Republican Majority Leader Mitch McConnell in the Senate stated in his last statement that the session for Trump’s trial will not take place before January 20. Thus, it became certain that Trump’s Senate trial will remain in the reign of Joe Biden.
For the Senate to convict Trump, at least 2 out of 100 senators, or at least 67 senators, must vote in that direction.
According to reports in the American media, a significant portion of Republicans in the Senate are considering voting that “Trump is not guilty”.
US President Trump was indicted in the House of Representatives in December 2019 for a phone call with Ukrainian President Vladimir Zelenskiy and was cleared at the Senate session in February 2020.
The Democrats in the House of Representatives also adopted the bill last night, local time, calling on Mike Pence to impose the 25th additional article of the constitution and impeach Trump. Pence, on the other hand, made clear that he had no intention of using the substance in question.
Oil Prices Decline
Oil prices fell pulling back from recent gains, on concerns that rising global Covid-19 will hamper global fuel demand.
Brent crude prices settled at $56.06 a barrel, down 52 cents, or 0.9%. U.S. West Texas Intermediate (WTI) settled at $52.91 a barrel, falling 30 cents, or 0.6%.

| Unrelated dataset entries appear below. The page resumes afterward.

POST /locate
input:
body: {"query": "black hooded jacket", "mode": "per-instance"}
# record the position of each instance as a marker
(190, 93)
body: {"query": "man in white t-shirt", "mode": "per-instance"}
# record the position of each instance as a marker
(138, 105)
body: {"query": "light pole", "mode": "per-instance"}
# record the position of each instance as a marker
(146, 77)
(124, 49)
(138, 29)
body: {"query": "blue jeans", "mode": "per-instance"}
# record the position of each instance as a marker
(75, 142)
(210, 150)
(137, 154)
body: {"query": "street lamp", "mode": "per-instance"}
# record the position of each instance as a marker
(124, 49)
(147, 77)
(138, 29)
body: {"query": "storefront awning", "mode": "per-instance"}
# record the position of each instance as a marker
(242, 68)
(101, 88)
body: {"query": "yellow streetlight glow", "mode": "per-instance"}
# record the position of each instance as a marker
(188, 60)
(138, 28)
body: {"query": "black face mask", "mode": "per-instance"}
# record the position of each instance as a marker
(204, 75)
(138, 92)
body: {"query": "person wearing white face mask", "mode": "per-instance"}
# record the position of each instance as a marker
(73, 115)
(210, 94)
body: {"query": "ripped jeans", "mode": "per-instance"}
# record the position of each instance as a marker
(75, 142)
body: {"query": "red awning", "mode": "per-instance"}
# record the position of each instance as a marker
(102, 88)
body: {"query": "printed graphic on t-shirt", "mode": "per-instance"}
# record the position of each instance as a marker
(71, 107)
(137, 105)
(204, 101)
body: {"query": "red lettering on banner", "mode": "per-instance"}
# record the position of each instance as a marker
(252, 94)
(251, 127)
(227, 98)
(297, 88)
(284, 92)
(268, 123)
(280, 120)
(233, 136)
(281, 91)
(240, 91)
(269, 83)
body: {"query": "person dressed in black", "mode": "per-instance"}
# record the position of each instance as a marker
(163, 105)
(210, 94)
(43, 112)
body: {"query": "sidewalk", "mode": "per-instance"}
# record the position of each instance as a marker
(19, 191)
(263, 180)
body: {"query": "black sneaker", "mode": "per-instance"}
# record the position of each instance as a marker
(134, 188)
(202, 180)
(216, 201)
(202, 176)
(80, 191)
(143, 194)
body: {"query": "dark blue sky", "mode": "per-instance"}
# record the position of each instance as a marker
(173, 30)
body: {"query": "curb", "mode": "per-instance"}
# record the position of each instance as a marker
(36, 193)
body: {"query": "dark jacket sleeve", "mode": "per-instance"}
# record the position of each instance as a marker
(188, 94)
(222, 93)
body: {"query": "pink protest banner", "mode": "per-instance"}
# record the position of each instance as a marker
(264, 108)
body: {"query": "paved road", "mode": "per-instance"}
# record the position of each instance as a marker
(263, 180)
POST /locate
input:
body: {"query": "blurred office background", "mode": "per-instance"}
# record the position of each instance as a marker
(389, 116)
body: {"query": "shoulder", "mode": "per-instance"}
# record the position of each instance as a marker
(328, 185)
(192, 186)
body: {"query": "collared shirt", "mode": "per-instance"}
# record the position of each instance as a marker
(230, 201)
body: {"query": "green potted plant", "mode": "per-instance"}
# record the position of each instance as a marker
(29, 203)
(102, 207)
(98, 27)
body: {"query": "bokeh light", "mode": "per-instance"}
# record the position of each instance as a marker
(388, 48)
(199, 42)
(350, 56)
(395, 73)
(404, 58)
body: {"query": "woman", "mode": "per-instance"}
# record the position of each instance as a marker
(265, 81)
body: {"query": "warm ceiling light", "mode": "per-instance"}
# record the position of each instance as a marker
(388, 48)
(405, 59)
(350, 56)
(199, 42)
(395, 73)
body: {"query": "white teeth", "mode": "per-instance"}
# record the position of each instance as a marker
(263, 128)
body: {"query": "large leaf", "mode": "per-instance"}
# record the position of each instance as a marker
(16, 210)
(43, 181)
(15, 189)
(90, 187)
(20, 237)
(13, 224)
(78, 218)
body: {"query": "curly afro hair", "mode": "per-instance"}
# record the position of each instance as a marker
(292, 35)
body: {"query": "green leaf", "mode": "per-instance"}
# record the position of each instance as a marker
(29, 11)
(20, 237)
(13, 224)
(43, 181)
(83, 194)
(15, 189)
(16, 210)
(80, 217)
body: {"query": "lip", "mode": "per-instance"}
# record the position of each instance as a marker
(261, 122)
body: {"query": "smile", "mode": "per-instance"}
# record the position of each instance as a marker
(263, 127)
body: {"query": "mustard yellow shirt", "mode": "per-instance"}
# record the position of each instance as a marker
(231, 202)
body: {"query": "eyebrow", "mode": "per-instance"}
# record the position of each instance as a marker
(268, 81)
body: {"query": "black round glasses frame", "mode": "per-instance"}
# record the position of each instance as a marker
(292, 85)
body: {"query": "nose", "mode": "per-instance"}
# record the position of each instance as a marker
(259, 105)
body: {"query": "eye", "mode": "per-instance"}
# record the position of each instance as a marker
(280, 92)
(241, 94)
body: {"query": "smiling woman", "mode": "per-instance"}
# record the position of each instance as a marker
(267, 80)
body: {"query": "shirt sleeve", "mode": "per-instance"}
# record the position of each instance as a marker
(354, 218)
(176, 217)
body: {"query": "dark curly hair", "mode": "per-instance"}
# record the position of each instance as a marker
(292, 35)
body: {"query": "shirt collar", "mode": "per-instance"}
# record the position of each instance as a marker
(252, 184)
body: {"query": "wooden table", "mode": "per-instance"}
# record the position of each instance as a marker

Oil prices eased Thursday as rising global coronavirus cases fueled demand concerns, although a fifth straight week of declining U.S. oil inventories and encouraging data from China limited the fall, Reuters reported. On Thursday, data appeared that the total volume of oil imports to China in 2020 increased by 7.3%, despite the shock from the coronavirus early last year.
Governments continue to place restrictions on travel that will restrain energy demand for months, analysts said. Governments across Europe announced tighter and longer coronavirus lockdowns on Wednesday due to a fast-spreading Covid-19 variant first detected in Britain and as vaccinations are not expected to help much for another two to three months. China recorded the biggest daily jump in coronavirus cases in more than five months, despite lockdowns, increased testing, and other measures aimed at preventing another wave of infections.
“While I see crude prices trading higher over the coming months, investors need to be mindful that the road to higher oil demand and prices will remain bumpy,” UBS oil analyst Giovanni Staunovo said.
On April 12, 2020, the OPEC + member countries agreed to reduce oil production amid a pandemic. The concluded OPEC + agreement on production cuts provided for production restrictions by the end of 2020 by 7.7 million barrels per day. In the April OPEC + agreement, producers were asked to cut production to 5.8 million barrels per day from early 2021 to late April 2022. However, the conditions were changed at a meeting on December 3, 2020.
The OPEC + countries agreed on December 3 last year to keep the restrictions on oil production in force, which have been in effect since the spring of 2020. However, with certain indulgences – according to the new agreements, from the beginning of 2021 the restrictions will change. in January the alliance members will be able to increase oil production by 500 thousand barrels per day. The terms of the agreement will be reviewed monthly, BBC notes.